At their final meeting of the academic year, members of the Graduate and Professional Student Assembly selected the organization’s leaders for the fall.
Dmitry Zhdanov was elected as next year’s GAPSA president and Suzanne Sobotka was selected executive vice president.
Six of GAPSA’s current executive board members were re-elected to the board in various capacities.
Zhdanov, a doctoral student studying information systems who has not been a GAPSA member but had attended two assembly meetings, emphasized what his outside perspective could bring to GAPSA during elections.
“When people work together for a while, they start to generate the same routines all the time,” he said. “Someone who has a fresh eye from the outside may suggest new directions.”
Zhdanov said he has been pleased with GAPSA, but wished the organization would communicate more with graduate and professional students.
He rated GAPSA’s effectiveness this year at 6 out of 10, 10 being the highest.
The rating, he said, accounts for a lack of communication he’s experienced from GAPSA during his four years at the University.
For a $4,000 stipend and an estimated 30 hours of work per week, Zhdanov will serve as the official spokesman for GAPSA, coordinating with the Executive Board and supervising staff, according to GAPSA’s bylaws.
Sobotka, GAPSA’s new executive vice president, said she is looking forward to working with student-leaders in GAPSA, both old and new.
After serving on the assembly in the past, Sobotka has served as president of the School of Public Health’s Student Senate.

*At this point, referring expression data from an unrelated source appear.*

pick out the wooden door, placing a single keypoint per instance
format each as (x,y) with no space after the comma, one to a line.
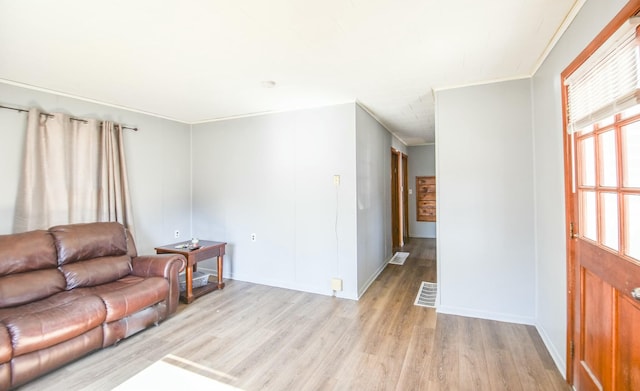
(395,199)
(607,254)
(602,184)
(405,198)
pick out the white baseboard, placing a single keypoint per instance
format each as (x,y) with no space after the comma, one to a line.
(471,313)
(373,278)
(284,285)
(558,359)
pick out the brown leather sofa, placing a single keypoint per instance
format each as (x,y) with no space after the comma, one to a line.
(74,289)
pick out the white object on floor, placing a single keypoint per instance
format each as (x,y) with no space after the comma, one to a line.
(399,258)
(164,376)
(427,295)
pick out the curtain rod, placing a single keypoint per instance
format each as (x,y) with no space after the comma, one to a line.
(135,129)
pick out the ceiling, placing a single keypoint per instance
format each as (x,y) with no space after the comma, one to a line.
(197,60)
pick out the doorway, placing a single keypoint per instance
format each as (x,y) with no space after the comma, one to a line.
(602,195)
(399,198)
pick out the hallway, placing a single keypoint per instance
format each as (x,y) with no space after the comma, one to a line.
(257,337)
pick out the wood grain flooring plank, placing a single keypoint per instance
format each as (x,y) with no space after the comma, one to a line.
(257,337)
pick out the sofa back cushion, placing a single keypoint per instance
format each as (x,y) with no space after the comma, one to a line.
(79,242)
(92,254)
(28,268)
(27,251)
(23,288)
(96,271)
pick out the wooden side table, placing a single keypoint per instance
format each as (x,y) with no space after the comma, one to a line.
(208,249)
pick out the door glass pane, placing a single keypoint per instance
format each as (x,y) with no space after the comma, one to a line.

Despite some internal turbulence at the end of the year, she said, it seems GAPSA accomplished a lot this year.
Sobotka rated GAPSA’s effectiveness this year as 7 out of 10, partially because she questioned the effectiveness of resolutions GAPSA issued.
“Based on the number of resolutions passed, the administration had a hard time discerning whether we were serious about resolutions or not, so that may have cut into GAPSA’s effectiveness,” she said.
Sobotoka said she would like to see more transparency in the way GAPSA passes resolutions and provides grants.
Josh Colburn, who was re-elected as vice president for administrative affairs and epresentative to the Board of Regents, said he looks forward to working with the new leaders.
“One of the things that’s often lost is student government’s developmental side,” he said.
Student government serves as a microcosm of the real world, where students can determine what type of leader they are, Colburn said.
And while the successes might be similar to those experienced in the real world, he said, failures can occur with far smaller consequences than otherwise would be allowed.